Pemerintah Kota (Pemkot) Surabaya membatalkan rencana pembangunan Moda Raya Terpadu (MRT) dengan berbagai pertimbangan, satu di antaranya bukan solusi mengatasi kemacetan dalam kota.
Eri Cahyadi Wali Kota Surabaya mengatakan, hasil evaluasi, MRT tidak bisa dibangun hanya di dalam kota. Faktor yang diperhitungkan, dari segi biaya dan minimnya penumpang.
“Kami sepakat, kami hitung kembali dengan tenaga ahli dan DPRD. Ketika kami membangun MRT, kalau membangun MRT hanya di dalam kota, selesai. Tidak akan pernah mencapai kembali modalnya.
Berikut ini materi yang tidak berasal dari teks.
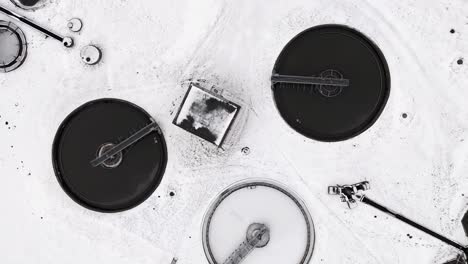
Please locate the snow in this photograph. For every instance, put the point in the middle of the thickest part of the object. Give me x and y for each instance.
(152, 49)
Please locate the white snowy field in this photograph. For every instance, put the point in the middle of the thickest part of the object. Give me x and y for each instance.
(151, 49)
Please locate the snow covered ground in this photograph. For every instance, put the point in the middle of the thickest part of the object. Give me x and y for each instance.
(151, 49)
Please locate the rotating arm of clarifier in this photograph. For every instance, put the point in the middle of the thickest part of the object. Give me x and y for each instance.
(258, 238)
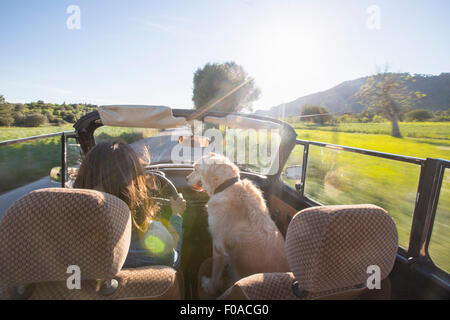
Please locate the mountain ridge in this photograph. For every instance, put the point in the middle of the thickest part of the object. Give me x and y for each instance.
(341, 98)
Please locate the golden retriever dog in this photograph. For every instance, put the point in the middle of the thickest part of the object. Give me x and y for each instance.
(245, 239)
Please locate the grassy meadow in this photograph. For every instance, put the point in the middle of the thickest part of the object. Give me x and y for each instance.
(26, 162)
(339, 177)
(333, 176)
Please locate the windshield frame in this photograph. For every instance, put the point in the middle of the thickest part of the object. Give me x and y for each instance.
(87, 125)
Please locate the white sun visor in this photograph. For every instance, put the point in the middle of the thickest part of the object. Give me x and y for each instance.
(137, 116)
(239, 122)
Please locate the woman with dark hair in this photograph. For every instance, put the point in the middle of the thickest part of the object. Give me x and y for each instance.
(115, 168)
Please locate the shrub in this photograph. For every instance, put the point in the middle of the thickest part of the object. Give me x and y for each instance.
(34, 120)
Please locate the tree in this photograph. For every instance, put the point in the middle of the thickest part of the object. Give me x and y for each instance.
(214, 81)
(316, 114)
(419, 115)
(387, 94)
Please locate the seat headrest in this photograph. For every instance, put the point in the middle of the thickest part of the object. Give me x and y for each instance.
(331, 247)
(48, 230)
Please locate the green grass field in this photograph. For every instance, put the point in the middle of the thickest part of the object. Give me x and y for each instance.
(339, 177)
(26, 162)
(432, 130)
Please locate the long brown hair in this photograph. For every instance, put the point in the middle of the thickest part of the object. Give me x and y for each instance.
(115, 168)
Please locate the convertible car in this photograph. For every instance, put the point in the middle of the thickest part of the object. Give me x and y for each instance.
(338, 247)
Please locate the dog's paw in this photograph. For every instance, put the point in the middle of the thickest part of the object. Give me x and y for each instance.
(208, 286)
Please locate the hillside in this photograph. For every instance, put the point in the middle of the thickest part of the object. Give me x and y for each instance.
(341, 99)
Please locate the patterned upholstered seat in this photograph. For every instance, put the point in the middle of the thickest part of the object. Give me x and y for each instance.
(48, 230)
(329, 250)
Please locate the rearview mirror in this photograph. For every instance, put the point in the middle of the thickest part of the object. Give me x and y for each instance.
(194, 141)
(293, 172)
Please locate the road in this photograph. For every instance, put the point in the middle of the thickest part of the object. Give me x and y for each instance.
(159, 146)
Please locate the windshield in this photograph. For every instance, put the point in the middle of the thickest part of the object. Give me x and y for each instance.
(252, 149)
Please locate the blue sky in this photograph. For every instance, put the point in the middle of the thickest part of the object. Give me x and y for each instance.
(145, 52)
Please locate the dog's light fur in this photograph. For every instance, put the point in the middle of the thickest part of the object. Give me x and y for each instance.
(245, 239)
Kedua yang naik juga gak ada,” kata Eri, Senin (23/10/2023).
Eri menjelaskan, hasil kajian Kementerian Perhubungan, penyumbang kemacetan tidak hanya berasal dari Surabaya, tapi juga kabupaten tetangga yaitu dari arah Sidoarjo, Lamongan, maupun Gresik.
“Karena setelah dilakukan kajian, dihitung oleh kementerian, kemacetan Surabaya itu karena dari arah Sidoarjo, Lamongan, dan Gresik,” jelasnya.
Sehingga, jika MRT direalisasikan, harus mampu menghubungkan daerah tetangga di atas. Seperti MRT yang sudah ada di Jakarta, Bogor, Depok, Tangerang, dan Bekasi (Jabodetabek).
“Sehingga yang dibangun oleh Kementerian Perhubungan, alhamdulillah kemarin kami lakukan seperti Jabodetabek, akan seperti itu,” jelasnya.
Sementara prediksi sedikitnya penumpang peminat, karena ruas jalan yang ada masih cukup menampung kendaraan warga.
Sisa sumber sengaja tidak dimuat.